News From The Project Published 14th November 2022
Lived Experience Voices: insights into young people’s transition from the child protection and youth justice system in South Australia and the intersections with homelessness
We are very proud to launch the Lived experience voices: insights into young people’s transition from the child protection and youth justice system in South Australia and the intersections with homelessness.
This work is part of the Constellation Projects Better Journeys initiative that took place in 2021 -2022 with a team of volunteers which included people with lived experience of this transition, who undertook a research project to better understand the experience of young people transitioning from out of home care and youth justice.
This report is designed to provide information that assists key stakeholders, from community members to those with paid roles or formal authority, in understanding the needs and aspirations of young people. The information provided in this report can be utilised to better respond, reflect, plan, design and embed the voices of lived experience in service reform.
This report highlights the role that young people with relevant lived experience need to play in informing policies and services that directly effect them.

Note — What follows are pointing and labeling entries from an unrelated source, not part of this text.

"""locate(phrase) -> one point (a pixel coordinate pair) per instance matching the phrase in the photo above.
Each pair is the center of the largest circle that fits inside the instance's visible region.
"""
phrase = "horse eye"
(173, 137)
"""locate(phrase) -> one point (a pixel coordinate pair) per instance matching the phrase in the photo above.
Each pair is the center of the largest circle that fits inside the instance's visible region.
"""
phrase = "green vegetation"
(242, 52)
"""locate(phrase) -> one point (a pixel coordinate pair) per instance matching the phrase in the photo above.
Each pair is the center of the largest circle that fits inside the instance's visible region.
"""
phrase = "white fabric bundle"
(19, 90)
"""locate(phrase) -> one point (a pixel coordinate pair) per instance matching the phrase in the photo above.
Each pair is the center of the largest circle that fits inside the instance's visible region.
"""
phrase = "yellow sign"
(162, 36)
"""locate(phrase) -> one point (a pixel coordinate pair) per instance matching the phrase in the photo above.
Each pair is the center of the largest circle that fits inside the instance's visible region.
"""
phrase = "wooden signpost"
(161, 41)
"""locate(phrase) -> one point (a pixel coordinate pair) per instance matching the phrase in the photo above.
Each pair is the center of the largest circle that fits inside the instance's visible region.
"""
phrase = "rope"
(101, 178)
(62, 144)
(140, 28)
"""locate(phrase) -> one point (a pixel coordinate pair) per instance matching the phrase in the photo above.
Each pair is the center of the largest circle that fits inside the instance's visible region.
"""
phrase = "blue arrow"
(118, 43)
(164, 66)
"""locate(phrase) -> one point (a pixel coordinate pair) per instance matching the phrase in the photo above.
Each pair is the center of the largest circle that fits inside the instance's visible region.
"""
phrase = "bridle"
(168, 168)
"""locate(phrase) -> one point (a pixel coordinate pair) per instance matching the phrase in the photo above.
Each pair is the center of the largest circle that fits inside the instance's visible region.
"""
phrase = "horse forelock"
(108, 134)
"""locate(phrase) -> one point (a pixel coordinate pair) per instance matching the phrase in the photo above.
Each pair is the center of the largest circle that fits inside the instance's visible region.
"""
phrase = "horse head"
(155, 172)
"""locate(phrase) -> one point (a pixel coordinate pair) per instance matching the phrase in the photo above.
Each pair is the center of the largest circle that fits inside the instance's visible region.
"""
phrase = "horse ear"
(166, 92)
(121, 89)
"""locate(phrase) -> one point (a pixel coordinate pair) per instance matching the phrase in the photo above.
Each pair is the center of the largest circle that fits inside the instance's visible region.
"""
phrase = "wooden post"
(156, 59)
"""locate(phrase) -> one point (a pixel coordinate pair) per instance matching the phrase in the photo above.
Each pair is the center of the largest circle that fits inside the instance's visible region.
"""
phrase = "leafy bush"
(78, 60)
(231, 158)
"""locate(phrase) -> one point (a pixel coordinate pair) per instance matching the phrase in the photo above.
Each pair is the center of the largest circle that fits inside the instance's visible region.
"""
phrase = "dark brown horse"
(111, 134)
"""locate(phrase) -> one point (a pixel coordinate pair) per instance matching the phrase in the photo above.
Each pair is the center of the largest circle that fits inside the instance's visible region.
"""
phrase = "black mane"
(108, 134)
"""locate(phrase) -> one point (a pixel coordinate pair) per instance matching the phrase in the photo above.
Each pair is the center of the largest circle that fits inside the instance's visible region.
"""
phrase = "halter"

Developing solutions with those who know
Lived experience is critical in offering insights that may not have been considered previously so that policies and services being developed and implemented meet the needs of their intended beneficiaries. People with lived experience have a unique awareness of how policy decisions and social structures affect them and the community that they are part of. To effectively measure the quality of current policies and services and shape future ones, we need these voices at the table.
Our research shows that many will face a tough transition, and in some cases, homelessness. This is not surprising as the rate of young people experiencing homelessness who have a history of involvement with the Child Protection (CP) and Youth Justice (YJ) systems is high, pointing to a large systemic failure.
Despite policies and processes designed to protect young people, this report finds the young people interviewed did not feel supported or ready to leave the systems when the time came to move into independent living. Nor did the practitioners involved in these systems judge support to be adequate.